Hieraan doet niet af dat de verkopende partijen, waaronder B, nauw hebben samengewerkt bij de totstandkoming van de aan de leveringen ten grondslag liggende overeenkomsten, en ook niet dat de door B geleverde zaken vóór en na de overdracht werden gebruikt voor het roken van vis.

3.3.4. Uit het voorgaande volgt dat, afgezien van de door B geleverde zaken, belanghebbende heeft overgenomen een onroerende zaak alsmede kantoorinventaris. Gelet op het arrest Zita Modes vormen deze zaken niet een (deel van een) algemeenheid van goederen, ook niet indien die zaken in samenhang werden gebruikt in het kader van één onderneming.

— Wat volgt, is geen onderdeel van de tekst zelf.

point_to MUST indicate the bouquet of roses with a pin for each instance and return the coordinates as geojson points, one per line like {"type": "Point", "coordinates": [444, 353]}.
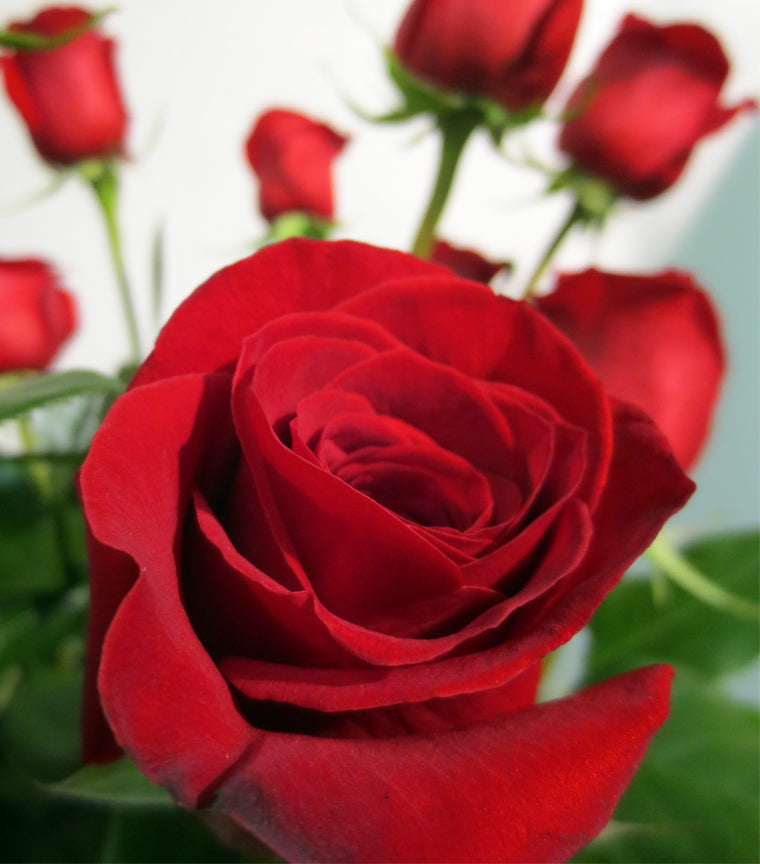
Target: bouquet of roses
{"type": "Point", "coordinates": [323, 575]}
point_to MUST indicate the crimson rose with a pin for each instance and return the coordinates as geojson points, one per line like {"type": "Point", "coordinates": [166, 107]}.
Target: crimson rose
{"type": "Point", "coordinates": [651, 97]}
{"type": "Point", "coordinates": [36, 315]}
{"type": "Point", "coordinates": [68, 97]}
{"type": "Point", "coordinates": [349, 504]}
{"type": "Point", "coordinates": [653, 340]}
{"type": "Point", "coordinates": [292, 156]}
{"type": "Point", "coordinates": [511, 51]}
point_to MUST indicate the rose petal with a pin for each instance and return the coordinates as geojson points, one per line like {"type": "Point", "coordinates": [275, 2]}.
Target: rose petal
{"type": "Point", "coordinates": [561, 765]}
{"type": "Point", "coordinates": [188, 749]}
{"type": "Point", "coordinates": [337, 532]}
{"type": "Point", "coordinates": [465, 326]}
{"type": "Point", "coordinates": [206, 332]}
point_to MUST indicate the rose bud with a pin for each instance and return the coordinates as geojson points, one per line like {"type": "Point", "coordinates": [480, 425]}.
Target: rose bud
{"type": "Point", "coordinates": [68, 97]}
{"type": "Point", "coordinates": [651, 97]}
{"type": "Point", "coordinates": [653, 340]}
{"type": "Point", "coordinates": [348, 504]}
{"type": "Point", "coordinates": [466, 262]}
{"type": "Point", "coordinates": [510, 51]}
{"type": "Point", "coordinates": [36, 315]}
{"type": "Point", "coordinates": [292, 157]}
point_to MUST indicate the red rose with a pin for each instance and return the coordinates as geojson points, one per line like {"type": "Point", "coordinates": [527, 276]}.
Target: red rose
{"type": "Point", "coordinates": [36, 315]}
{"type": "Point", "coordinates": [653, 340]}
{"type": "Point", "coordinates": [292, 156]}
{"type": "Point", "coordinates": [651, 97]}
{"type": "Point", "coordinates": [511, 51]}
{"type": "Point", "coordinates": [465, 262]}
{"type": "Point", "coordinates": [348, 505]}
{"type": "Point", "coordinates": [68, 97]}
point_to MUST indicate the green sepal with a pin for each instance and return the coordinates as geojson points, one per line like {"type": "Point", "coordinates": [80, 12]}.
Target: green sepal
{"type": "Point", "coordinates": [420, 98]}
{"type": "Point", "coordinates": [118, 782]}
{"type": "Point", "coordinates": [298, 224]}
{"type": "Point", "coordinates": [595, 199]}
{"type": "Point", "coordinates": [19, 41]}
{"type": "Point", "coordinates": [19, 394]}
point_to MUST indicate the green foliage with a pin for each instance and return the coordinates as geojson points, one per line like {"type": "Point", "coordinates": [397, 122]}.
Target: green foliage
{"type": "Point", "coordinates": [633, 628]}
{"type": "Point", "coordinates": [20, 395]}
{"type": "Point", "coordinates": [118, 782]}
{"type": "Point", "coordinates": [30, 559]}
{"type": "Point", "coordinates": [696, 796]}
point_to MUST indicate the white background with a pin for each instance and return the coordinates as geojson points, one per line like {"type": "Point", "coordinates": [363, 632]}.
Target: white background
{"type": "Point", "coordinates": [196, 73]}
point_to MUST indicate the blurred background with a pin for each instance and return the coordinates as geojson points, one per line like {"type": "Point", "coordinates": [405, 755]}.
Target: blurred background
{"type": "Point", "coordinates": [197, 73]}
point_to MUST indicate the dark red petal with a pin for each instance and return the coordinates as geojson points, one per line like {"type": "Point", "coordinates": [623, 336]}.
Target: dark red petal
{"type": "Point", "coordinates": [164, 699]}
{"type": "Point", "coordinates": [449, 407]}
{"type": "Point", "coordinates": [465, 326]}
{"type": "Point", "coordinates": [653, 340]}
{"type": "Point", "coordinates": [337, 532]}
{"type": "Point", "coordinates": [290, 370]}
{"type": "Point", "coordinates": [206, 332]}
{"type": "Point", "coordinates": [112, 575]}
{"type": "Point", "coordinates": [533, 785]}
{"type": "Point", "coordinates": [169, 706]}
{"type": "Point", "coordinates": [236, 608]}
{"type": "Point", "coordinates": [646, 486]}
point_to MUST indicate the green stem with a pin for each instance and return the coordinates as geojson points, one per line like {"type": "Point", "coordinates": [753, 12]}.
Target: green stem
{"type": "Point", "coordinates": [38, 470]}
{"type": "Point", "coordinates": [572, 219]}
{"type": "Point", "coordinates": [454, 134]}
{"type": "Point", "coordinates": [673, 564]}
{"type": "Point", "coordinates": [105, 186]}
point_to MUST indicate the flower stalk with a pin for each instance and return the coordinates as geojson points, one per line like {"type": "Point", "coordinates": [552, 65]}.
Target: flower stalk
{"type": "Point", "coordinates": [455, 132]}
{"type": "Point", "coordinates": [673, 564]}
{"type": "Point", "coordinates": [104, 184]}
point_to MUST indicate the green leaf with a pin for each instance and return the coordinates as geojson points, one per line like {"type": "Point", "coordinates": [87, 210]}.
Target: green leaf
{"type": "Point", "coordinates": [30, 558]}
{"type": "Point", "coordinates": [31, 637]}
{"type": "Point", "coordinates": [696, 796]}
{"type": "Point", "coordinates": [118, 782]}
{"type": "Point", "coordinates": [23, 395]}
{"type": "Point", "coordinates": [631, 629]}
{"type": "Point", "coordinates": [38, 826]}
{"type": "Point", "coordinates": [39, 734]}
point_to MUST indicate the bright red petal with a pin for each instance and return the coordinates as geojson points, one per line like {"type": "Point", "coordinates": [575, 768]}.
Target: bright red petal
{"type": "Point", "coordinates": [475, 794]}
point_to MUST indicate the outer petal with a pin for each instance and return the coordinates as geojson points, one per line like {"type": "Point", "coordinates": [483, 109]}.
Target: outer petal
{"type": "Point", "coordinates": [512, 51]}
{"type": "Point", "coordinates": [653, 340]}
{"type": "Point", "coordinates": [292, 156]}
{"type": "Point", "coordinates": [206, 332]}
{"type": "Point", "coordinates": [166, 702]}
{"type": "Point", "coordinates": [69, 97]}
{"type": "Point", "coordinates": [475, 794]}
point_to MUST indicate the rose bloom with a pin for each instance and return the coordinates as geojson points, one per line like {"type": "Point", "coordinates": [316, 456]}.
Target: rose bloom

Mitsdien slaagt het eerste middel.

3.4. Gelet op het hiervoor in 3.3 is overwogen kan 's Hofs uitspraak niet in stand blijven. Het tweede middel behoeft geen behandeling. De Hoge Raad kan de zaak afdoen.

4. Proceskosten

De Staatssecretaris van Financiën zal worden veroordeeld in de kosten van het geding in cassatie.

5. Beslissing

De Hoge Raad:

verklaart het beroep in cassatie gegrond,

vernietigt de uitspraak van het Hof, behoudens de beslissingen omtrent het griffierecht en de proceskosten,

bevestigt de uitspraak van de Rechtbank,

gelast dat de Staat aan belanghebbende vergoedt het door deze ter zake van de behandeling van het beroep in cassatie verschuldigd geworden griffierecht ten bedrage van € 433, en

veroordeelt de Staatssecretaris van Financiën in de kosten van het geding in cassatie aan de zijde van belanghebbende, vastgesteld op € 2173,50 voor beroepsmatig verleende rechtsbijstand.

Dit arrest is gewezen door de vice-president D.G. van Vliet als voorzitter, en de raadsheren P. Lourens, A.R. Leemreis, E.N. Punt en J.A.C.A. Overgaauw, in tegenwoordigheid van de waarnemend griffier E. Cichowski, en in het openbaar uitgesproken op 5 maart 2010.